Martin made many guest appearances on Gunsmoke including the two-part episode "Island in the Desert", in which he portrayed a crazy desert hermit named Ben Snow. Previously, he guest-starred as Marv Rowley in the 1961 Gunsmoke episode "Tall Trapper" playing an angry man who murders his wife out of jealousy then tries to pin the killing on a quiet, respectful trapper who his wife fell for.

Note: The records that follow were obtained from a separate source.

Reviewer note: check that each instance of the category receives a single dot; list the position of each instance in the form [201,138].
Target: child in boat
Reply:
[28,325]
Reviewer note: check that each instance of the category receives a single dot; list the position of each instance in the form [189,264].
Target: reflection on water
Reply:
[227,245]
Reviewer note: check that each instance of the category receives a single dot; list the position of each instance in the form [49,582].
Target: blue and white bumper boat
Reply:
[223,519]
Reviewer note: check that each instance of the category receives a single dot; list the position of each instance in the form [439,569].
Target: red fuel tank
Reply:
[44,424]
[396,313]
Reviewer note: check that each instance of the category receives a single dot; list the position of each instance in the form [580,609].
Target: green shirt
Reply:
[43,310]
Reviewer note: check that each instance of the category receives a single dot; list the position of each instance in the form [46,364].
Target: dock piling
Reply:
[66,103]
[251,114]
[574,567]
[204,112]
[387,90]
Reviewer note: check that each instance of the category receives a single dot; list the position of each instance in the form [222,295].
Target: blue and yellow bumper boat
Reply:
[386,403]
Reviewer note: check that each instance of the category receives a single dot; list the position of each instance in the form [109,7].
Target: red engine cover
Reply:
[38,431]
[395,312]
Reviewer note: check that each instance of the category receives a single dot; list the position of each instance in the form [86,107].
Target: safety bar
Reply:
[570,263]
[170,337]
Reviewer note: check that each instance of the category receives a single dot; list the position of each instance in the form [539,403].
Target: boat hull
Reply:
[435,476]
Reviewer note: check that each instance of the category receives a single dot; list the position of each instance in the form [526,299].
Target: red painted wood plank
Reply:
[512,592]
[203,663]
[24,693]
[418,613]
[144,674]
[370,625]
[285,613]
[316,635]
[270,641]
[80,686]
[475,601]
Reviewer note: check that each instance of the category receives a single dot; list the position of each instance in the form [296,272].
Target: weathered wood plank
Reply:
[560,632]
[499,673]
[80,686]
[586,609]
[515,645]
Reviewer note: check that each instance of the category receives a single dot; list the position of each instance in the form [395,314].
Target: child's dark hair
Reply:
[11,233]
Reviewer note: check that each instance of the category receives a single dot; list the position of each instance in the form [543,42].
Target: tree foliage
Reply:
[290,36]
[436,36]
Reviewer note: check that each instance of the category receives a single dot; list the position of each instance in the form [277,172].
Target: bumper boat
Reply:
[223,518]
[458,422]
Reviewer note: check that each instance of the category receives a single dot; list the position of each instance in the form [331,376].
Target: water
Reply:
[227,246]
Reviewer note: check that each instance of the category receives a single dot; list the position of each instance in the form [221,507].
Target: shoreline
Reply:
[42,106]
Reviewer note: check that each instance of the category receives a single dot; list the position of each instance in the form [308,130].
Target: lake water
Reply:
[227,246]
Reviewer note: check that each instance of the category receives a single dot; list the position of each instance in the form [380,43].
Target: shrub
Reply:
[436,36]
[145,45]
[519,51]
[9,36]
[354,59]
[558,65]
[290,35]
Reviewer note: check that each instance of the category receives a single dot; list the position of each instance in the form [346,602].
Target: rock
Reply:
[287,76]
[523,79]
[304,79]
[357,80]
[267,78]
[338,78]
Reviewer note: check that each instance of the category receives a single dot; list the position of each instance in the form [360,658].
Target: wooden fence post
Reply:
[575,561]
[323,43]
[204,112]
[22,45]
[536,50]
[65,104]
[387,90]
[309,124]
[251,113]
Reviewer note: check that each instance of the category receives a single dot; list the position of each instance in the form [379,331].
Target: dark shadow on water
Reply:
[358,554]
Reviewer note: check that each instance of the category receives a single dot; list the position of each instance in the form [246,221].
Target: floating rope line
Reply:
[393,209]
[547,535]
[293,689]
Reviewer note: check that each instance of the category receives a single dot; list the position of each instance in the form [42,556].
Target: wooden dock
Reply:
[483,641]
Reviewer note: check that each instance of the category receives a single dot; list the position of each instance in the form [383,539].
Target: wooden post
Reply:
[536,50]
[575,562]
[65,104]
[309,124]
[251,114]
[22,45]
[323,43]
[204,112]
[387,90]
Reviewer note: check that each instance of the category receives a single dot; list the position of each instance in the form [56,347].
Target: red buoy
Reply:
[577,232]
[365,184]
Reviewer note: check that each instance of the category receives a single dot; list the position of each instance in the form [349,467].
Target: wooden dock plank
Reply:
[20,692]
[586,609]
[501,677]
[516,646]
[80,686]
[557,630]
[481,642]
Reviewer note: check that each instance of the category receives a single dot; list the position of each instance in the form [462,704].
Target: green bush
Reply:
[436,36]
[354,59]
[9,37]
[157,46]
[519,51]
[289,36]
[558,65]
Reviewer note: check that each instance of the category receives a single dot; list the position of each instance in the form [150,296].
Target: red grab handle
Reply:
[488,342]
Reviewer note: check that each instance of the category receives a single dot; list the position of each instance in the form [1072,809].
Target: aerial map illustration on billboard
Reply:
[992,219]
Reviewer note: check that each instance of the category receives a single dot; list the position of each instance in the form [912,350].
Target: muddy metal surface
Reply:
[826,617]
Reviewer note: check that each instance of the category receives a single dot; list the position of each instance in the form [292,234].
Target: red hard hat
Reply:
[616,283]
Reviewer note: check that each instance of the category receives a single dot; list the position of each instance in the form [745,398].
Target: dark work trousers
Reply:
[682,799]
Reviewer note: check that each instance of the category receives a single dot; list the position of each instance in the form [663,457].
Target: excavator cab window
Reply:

He also made many guest appearances on Perry Mason throughout the nine-year run from 1957 to 1966, including a horseman in the 1962 episode "The Case of the Fickle Filly", a college employee in "The Case of the Brazen Bequest", and as Gerald Sommers in "The Case of the Drowsy Mosquito". In 1963, he appeared in Glynis Johns' short-lived comedy series Glynis in the episode "Ten Cents a Dance". In 1965, Martin appeared in the episode "Most Precious Gold" of the NBC comedy/drama series Kentucky Jones, starring Dennis Weaver. In 1965, he guest-starred as Meeker in the episode "Return to Lawrence" on the ABC Western The Legend of Jesse James. In 1966, he guest-starred in the Lost In Space episode "Blast Off Into Space" as a gritty mining engineer named Nerim. On a Gilligan's Island episode, Martin played a man living supposedly alone on the island for a radio show contest. In 1973–1974, he was a regular cast member of the James Stewart legal drama and murder mystery series Hawkins. He also starred in a two-part The Rockford Files 1977 episode as T.T. Flowers "The Trees, the Bees and T. T. Flowers", an episode that took on urban invasion and the environment.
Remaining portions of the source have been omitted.